At any rate, I am somewhat satisfied with the equity done by the Court’s opinion. If we affirmed Judge Cosgwell, Mrs. Mileck would come penniless — a victim of her husband’s irrationality and legal incom*837petence. Mr. Ketterer, who really only wants his money, would be handed a windfall. The consideration paid by Mr. Ketterer at the execution sale was, as the district court found grossly inadequate.7

The proceedings on remand may still leave Mr. Ketterer with too much of a windfall, as against the $3,000 or so he is now entitled on an interest basis.

. This Court over the years has had occasion to become conversant with the fact that over the years Mr. Mileck and a few other people in Kootenai County have played this kind of game with the judicial system.

. Compare this procedure to the procedure used in Ruiz v. Southern Idaho Production Credit Ass'n, 105 Idaho 140, 666 P.2d 1151 (1983) (Bistline, J., dissenting).
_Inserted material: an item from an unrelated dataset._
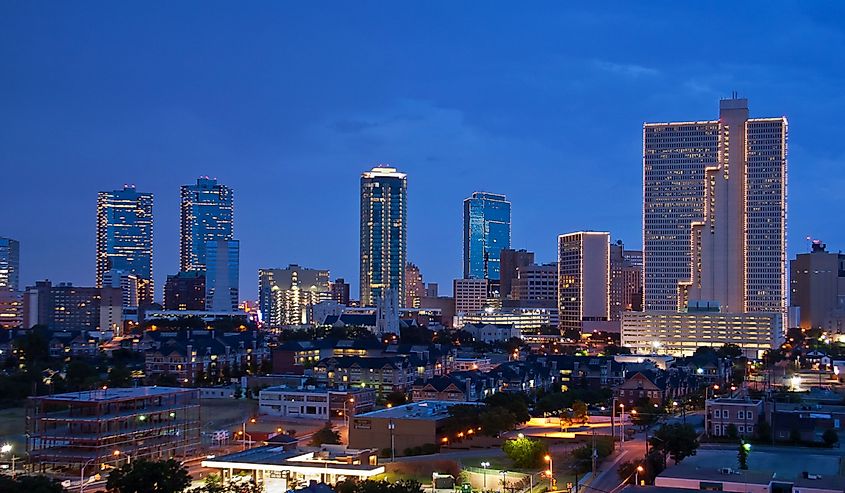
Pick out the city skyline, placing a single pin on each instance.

.Judge Prather also asked reassignment of fourteen other cases wherein Mr. Mileck was involved, and also a Mr. Miller. For flavor, see Eismann v. Miller, 101 Idaho 692, 619 P.2d 1145 (1980).
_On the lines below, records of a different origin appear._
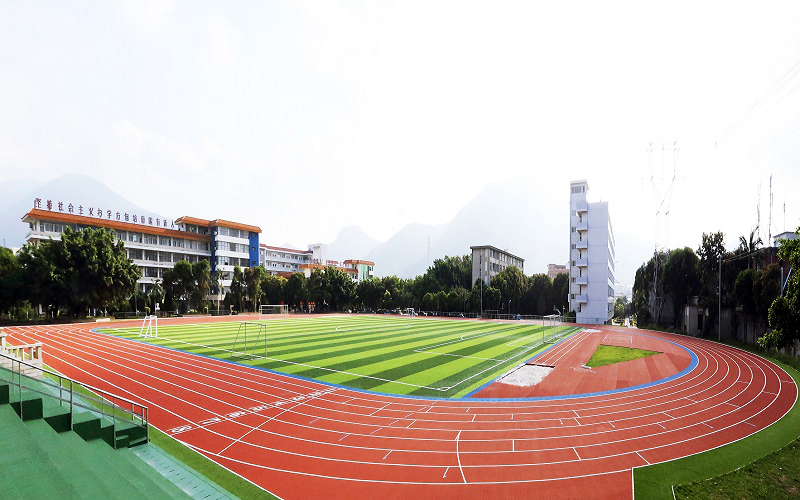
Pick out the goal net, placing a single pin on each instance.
(250, 341)
(270, 309)
(551, 325)
(149, 327)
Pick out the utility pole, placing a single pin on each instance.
(719, 302)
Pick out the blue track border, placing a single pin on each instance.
(465, 397)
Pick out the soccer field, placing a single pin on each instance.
(421, 357)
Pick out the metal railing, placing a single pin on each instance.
(77, 396)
.My dissenting opinion in Curtis v. Campbell, 105 Idaho 705, 672 P.2d 1035 (1983), cited the same authority:

“As a general rule, mere inadequacy of consideration is not sufficient ground for setting aside a sheriffs sale, but it is uniformly held that gross inadequacy of consideration, coupled with very slight additional circumstances, is sufficient. Federal Land Bank of Spokane v. Curts, 45 Idaho 414, 425, 262 P. 877; Fiolle v. First Nat. Bank of Thomas, 173 Okl. 501, 49 P.2d 145; Rastelli v. Zaca Mining Corp., 52 Cal.App.2d 507, 126 P.2d 368.

"The order appealed from is affirmed.

"Costs to respondent.”

Gaskill v. Neal, 77 Idaho 428, 433, 293 P.2d 957, 960 (1956).

. Judge Cogswell also stated that a motion made almost four years after the sale could "handily be classified as action taken 'promptly and without unnecessary delay’.” If this had been the sole basis of his denial of the motion, we would be hard-pressed to reverse him, equity or no.

. An interesting lien foreclosure case, with aspects of the doctrine of res judicata, is Karlson v. National Park Lumber Co., 46 Idaho 595, 269 P. 591 (1928). I recommend it as good and helpful reading. It has application to this case.

. I agree with the Arizona Court which held gross inadequacy sufficient to justify setting aside a sale — assuming that relief is timely sought.

"A court may order an execution sale set aside on the basis of two grounds: First, the purchase price received at the sheriffs sale may be so inadequate as to shock the conscience of the court and justify setting aside the sale, Nussbaumer [v. Superior Court, 107 Ariz. 504, 489 P.2d 843 (1971) ], supra; Wiesel v. Ashcraft, 26 Ariz.App. 490, 549 P.2d 585 (1976). Second, where there is an inadequacy of price which in itself might not be grounds for setting aside the sale, slight additional circumstances or matters of equity may so justify.”

Mason v. Wilson, 116 Ariz. 255, 568 P.2d 1153 (Ariz.App.1977).